New Chapters in the Vonage, Clearwire/Sprint Sagas

Carl Weinschenk

Though the news items do not involve the same technology -- one is about VoIP and the other about WiMax -- news items from late last week are related in the sense that they provide clarity on significant issues that have hung over the telecommunications and convergence sectors for a long time.


Vonage, which was perceived to be hanging on by its fingertips due to a trio of patent litigation suits brought by legacy carriers, was said to be talking with AT&T about a five-year $39 million settlement. Last month, the company settled with Sprint Nextel for $80 million and with Verizon for between $80 million and $120 million, said the AP story, which was carried on Yahoo!News. That's a big price tag -- but it's a price tag, not an obit. The story outlines the company's third quarter losses and notes that it did add 78,000 customers, while churn -- the rate at which customers leave -- rose 3 percent.


Clearly, the Vonage is not out of the woods. Expensive settlements, exiting customers and quarterly losses can't be considered good signs. However, at least the settlements suggest that Vonage may survive, or at least make itself a bit more attractive to a potential buyer.
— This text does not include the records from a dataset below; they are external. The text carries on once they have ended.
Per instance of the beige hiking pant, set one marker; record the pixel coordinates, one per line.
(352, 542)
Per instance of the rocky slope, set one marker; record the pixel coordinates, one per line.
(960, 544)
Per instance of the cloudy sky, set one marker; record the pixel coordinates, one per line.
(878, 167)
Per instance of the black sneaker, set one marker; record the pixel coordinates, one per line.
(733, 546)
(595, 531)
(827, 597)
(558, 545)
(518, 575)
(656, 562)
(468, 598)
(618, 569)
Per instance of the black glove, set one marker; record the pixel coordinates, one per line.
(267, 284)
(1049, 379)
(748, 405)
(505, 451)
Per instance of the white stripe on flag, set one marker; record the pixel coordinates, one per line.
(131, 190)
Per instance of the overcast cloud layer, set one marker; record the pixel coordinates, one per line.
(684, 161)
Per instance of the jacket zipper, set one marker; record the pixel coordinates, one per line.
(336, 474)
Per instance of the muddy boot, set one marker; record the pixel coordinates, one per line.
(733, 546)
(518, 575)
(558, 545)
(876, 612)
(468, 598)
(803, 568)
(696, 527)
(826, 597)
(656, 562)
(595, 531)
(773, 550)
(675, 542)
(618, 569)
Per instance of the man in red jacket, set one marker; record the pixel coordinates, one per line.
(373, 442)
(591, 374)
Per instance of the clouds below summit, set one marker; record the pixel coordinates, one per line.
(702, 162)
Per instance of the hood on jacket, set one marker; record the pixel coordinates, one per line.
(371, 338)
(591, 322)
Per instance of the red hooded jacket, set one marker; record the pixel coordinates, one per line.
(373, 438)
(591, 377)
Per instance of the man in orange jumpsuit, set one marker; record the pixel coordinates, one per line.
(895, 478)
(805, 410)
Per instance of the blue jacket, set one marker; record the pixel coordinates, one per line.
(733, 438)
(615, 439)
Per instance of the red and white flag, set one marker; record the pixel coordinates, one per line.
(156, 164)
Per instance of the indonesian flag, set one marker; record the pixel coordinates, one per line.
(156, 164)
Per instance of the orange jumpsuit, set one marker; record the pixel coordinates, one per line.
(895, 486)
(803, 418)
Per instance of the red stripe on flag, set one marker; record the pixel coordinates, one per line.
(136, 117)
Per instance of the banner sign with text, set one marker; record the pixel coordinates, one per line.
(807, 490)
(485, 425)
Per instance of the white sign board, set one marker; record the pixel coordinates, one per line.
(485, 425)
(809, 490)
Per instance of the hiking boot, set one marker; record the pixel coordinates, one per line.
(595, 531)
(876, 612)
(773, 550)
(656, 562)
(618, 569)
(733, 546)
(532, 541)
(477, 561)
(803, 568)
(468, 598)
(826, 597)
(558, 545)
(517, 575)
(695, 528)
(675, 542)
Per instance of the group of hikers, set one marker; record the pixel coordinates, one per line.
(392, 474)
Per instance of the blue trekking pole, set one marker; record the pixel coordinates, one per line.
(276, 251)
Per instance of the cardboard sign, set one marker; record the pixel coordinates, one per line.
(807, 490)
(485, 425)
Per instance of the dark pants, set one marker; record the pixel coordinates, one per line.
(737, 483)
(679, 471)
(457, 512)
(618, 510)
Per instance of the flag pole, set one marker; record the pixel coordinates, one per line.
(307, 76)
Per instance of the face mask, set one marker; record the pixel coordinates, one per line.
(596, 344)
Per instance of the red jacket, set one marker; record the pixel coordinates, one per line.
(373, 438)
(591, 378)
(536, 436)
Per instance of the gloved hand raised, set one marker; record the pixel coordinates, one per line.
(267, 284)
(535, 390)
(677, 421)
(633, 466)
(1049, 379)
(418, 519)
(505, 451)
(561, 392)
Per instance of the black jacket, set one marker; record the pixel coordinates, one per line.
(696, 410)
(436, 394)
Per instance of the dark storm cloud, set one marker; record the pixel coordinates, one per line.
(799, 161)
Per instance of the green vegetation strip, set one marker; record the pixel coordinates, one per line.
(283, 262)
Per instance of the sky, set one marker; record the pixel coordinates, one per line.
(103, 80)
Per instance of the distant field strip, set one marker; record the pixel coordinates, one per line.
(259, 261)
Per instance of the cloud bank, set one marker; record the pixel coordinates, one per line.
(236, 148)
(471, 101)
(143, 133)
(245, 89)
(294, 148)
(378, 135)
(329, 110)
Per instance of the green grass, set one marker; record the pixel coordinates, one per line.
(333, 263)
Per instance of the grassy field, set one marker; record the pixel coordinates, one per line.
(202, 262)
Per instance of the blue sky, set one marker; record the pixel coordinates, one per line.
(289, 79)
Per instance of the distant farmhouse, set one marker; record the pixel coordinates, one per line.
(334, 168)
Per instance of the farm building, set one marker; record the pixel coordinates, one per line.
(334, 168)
The other news item is the breakup of the nascent partnership between Sprint Nextel and Clearwire. The handwriting was on the wall once Sprint CEO Gary Forsee lost his job, at least partly due to unhappiness on the money being spent on WiMax. Though the interim CEO said that the company still believes in the platform, the move isn't surprising. A Clearwire executive says discussions are being held with other potential partners. Sprint and Clearwire had planned to offer services in areas with an aggregate population of 100 million people.


The most obvious tie between the two stories is that Sprint Nextel is represented in each. The second is that VoIP can be carried over WiMax networks. Indeed, Clearwire already offers VoIP as part of its bundle.


The big picture, however, is simply that two of the dramas -- and investors generally don't like dramas, at least while they are on duty -- are closer to resolution. What is ironic, however, is that in each case the news is opposite of the prevailing trend in the industry segment. For instance, the good news for Vonage -- notwithstanding the fact that it came mixed with dire financials -- doesn't change the fact that the era of standalone VoIP companies is winding down.


Indeed, the story points out that during its time of trouble, Vonage -- once the largest VoIP provider -- has been passed by VoIP providers such as Comcast and Time Warner Cable. The story doesn't say so explicitly, but it is clear that the hot VoIP providers are those that offer voice services as part of a far larger menu of telecommunications services. The economies of scale, it seems, are just too powerful for standalones, who ultimately will be no more than niche players.


Conversely, the bad news for Clearwire and its investors relates to a technology that is still considered to be on an upward trajectory. While Sprint's cold feet can't reasonably be interpreted as anything but a setback, there still is enough support and potential for WiMax as a 4G platform to make this seem like more of bump in the road than a major crisis.